We news media have taken at face value the assertions that there’s some new education-related mismatch between jobs and skills. There’s simply no proof that it exists or that the education sector is at fault, and signs instead indicated that businesses are simply unwilling to train people the way they used to.

The blog sums it up:

Letting companies complain that there’s no reserve supply of labor when they need it amidst mass unemployment is a bit much. If you need the perfect fit, you’d better be prepared to pay that prospective employee or to train him or her.

Read the full post here (it has links to other pieces) and Cappelli’s article here.

  • Anonymous

    Chuckle. Alex — you should go on vacation more often! I love the thoughtful rationality of the refreshed new you!

    • Anonymous

       Thanks. It’s amazing what a sunburn will do.

  • Anonymous

    Keep digging into this – you’re on the right track. Dig into the statistics on MN manufacturers. Look at how much training they give their employees in comparison to the national average. Look at how much they give now and compare it to past decades. Look at whether or not they partner with higher ed institutions for worker training and compare that to other states. You’ll find the answer you’re looking for.

    • Alex Friedrich

      Indeed. I wonder whether a third party would keep those. I doubt manufacturers would give me those. I’ll look into it.

  • Anonymous

    It has been my belief for some time that the claimed skills/jobs mismatch is a phony issue.

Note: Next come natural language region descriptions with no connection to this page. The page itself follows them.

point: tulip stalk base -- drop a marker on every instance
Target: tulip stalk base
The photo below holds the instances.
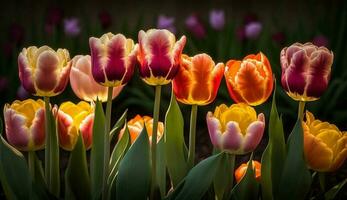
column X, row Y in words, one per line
column 192, row 135
column 154, row 138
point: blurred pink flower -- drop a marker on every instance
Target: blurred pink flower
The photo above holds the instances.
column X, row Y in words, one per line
column 320, row 40
column 253, row 30
column 166, row 22
column 217, row 19
column 105, row 19
column 72, row 27
column 195, row 26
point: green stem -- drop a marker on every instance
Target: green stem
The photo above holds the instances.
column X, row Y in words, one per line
column 31, row 162
column 107, row 142
column 301, row 110
column 154, row 138
column 48, row 144
column 192, row 134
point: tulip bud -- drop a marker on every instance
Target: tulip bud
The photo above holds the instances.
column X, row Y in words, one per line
column 236, row 129
column 83, row 83
column 241, row 170
column 197, row 80
column 136, row 125
column 325, row 146
column 159, row 56
column 113, row 59
column 306, row 71
column 43, row 71
column 73, row 119
column 250, row 80
column 25, row 124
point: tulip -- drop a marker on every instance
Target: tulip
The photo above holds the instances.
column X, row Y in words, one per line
column 241, row 170
column 43, row 71
column 325, row 146
column 83, row 83
column 159, row 56
column 136, row 125
column 73, row 119
column 113, row 59
column 25, row 124
column 306, row 71
column 236, row 129
column 250, row 80
column 197, row 80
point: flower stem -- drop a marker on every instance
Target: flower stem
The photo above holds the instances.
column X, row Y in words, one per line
column 192, row 133
column 107, row 142
column 31, row 162
column 154, row 138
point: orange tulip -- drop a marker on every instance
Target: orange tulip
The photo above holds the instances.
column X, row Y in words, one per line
column 197, row 80
column 241, row 170
column 136, row 125
column 325, row 146
column 250, row 80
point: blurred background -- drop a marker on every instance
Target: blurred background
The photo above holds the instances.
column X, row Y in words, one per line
column 221, row 28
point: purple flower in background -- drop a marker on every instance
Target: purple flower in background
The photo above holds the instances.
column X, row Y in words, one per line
column 195, row 26
column 252, row 30
column 217, row 19
column 72, row 27
column 166, row 22
column 320, row 40
column 22, row 93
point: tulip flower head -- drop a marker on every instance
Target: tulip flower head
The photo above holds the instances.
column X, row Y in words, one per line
column 306, row 71
column 136, row 125
column 197, row 80
column 113, row 59
column 25, row 124
column 159, row 56
column 250, row 80
column 236, row 129
column 83, row 83
column 43, row 71
column 241, row 170
column 73, row 119
column 325, row 146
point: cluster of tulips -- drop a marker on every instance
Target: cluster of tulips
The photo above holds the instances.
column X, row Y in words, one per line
column 147, row 149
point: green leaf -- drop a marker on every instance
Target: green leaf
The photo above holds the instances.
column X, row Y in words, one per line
column 14, row 172
column 161, row 167
column 274, row 154
column 296, row 178
column 223, row 183
column 77, row 181
column 248, row 187
column 134, row 175
column 117, row 155
column 119, row 124
column 200, row 178
column 331, row 194
column 97, row 152
column 174, row 143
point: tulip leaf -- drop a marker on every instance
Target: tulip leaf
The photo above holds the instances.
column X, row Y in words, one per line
column 274, row 154
column 14, row 172
column 117, row 155
column 222, row 182
column 296, row 178
column 174, row 143
column 97, row 151
column 200, row 178
column 77, row 180
column 248, row 187
column 331, row 194
column 161, row 167
column 134, row 175
column 119, row 124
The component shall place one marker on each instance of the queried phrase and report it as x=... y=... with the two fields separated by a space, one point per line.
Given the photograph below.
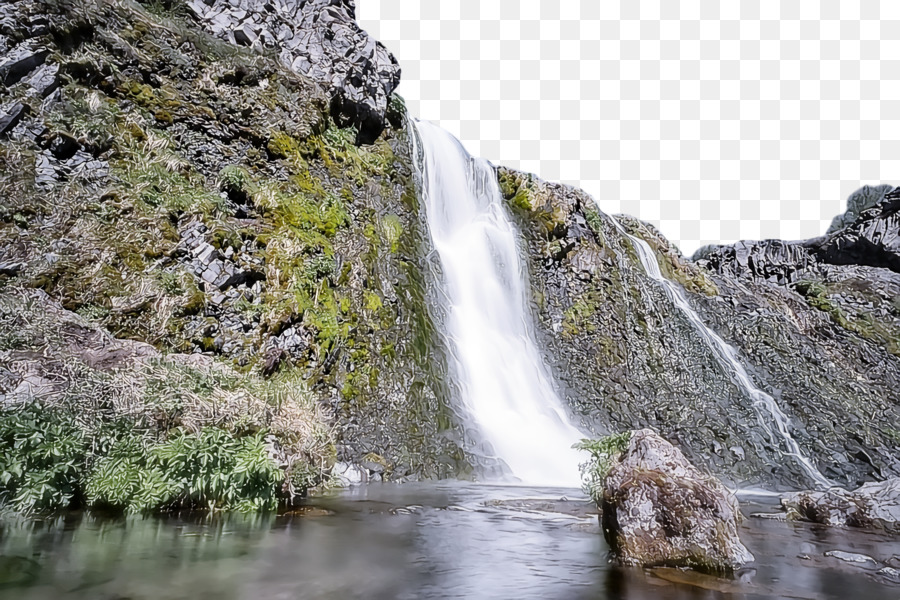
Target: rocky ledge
x=320 y=39
x=867 y=234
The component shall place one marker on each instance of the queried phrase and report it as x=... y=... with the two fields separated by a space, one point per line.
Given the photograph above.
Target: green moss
x=864 y=324
x=577 y=319
x=603 y=454
x=392 y=229
x=517 y=189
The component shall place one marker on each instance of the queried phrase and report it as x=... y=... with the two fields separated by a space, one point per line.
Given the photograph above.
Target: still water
x=437 y=540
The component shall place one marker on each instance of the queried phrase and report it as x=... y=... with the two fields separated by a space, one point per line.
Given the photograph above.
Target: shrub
x=42 y=460
x=604 y=451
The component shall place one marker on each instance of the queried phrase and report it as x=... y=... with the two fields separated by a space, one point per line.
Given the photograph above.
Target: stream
x=427 y=540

    Years ago, I remember the rather non-specific responses of my colleagues in industry to the question: What exactly do you want in your new employees?

    Just keep sending us bright young people who are up on the latest so that we can keep our workforce at the cutting edge, or something like that.

    As you have pointed out in your excellent essay above, it appears that the emperor has no clothes.

    I also have the feeling that many businesses want round pegs for round holes. In the long run it might be better to get some square pegs, too. But then you might have to spend time training people up and worrying about career development.  This is what companies like 3M and Procter and Gamble used to do in their heydays.

    Couldn’t do that now, could we?  Can’t really think past the next quarter. I am, of course, being sarcastic.  Some good companies in Minnesota still do.

    Maybe when the economy picks up, things will improve.  I really haven’t seen a significant decrease in the abilities of students who have worked in my lab over the years. You have to have an eye for good people, and they are not always the ones with the highest grades. There are a lot of lean, hungry, and motivated people out there right now in our educational institutions. We need to put them to work!

    • Alex Friedrich

      Your “when the economy picks up” point is interesting.

      Could be true.

      That said, one could argue that industry will find it even harder to find employees, because those candidates will be lured by potentially even more attractive sectors that are also booming.

      We’ll see.

      I remember being in Silicon Valley during the boom time.

      As the blog post states, tech companies were taking bright people left and right who didn’t have tech backgrounds, paying them gobs of money and training them on the job. Lots of my news colleagues left to do that.

      Then again, they were let go when the bubble burst.

  • Monte Bute

    Excellent post, Alex. I just spent the last two days meeting with legislators. They have bought this business lobby spin–hook, line and sinker. MnSCU is a perfect example of genuflecting to this fad; I recently asked at a legislative hearing if MnSCU is now a wholly-owned subsidiary of the Minnesota Business Partnership and the Minnesota Chamber of Commerce.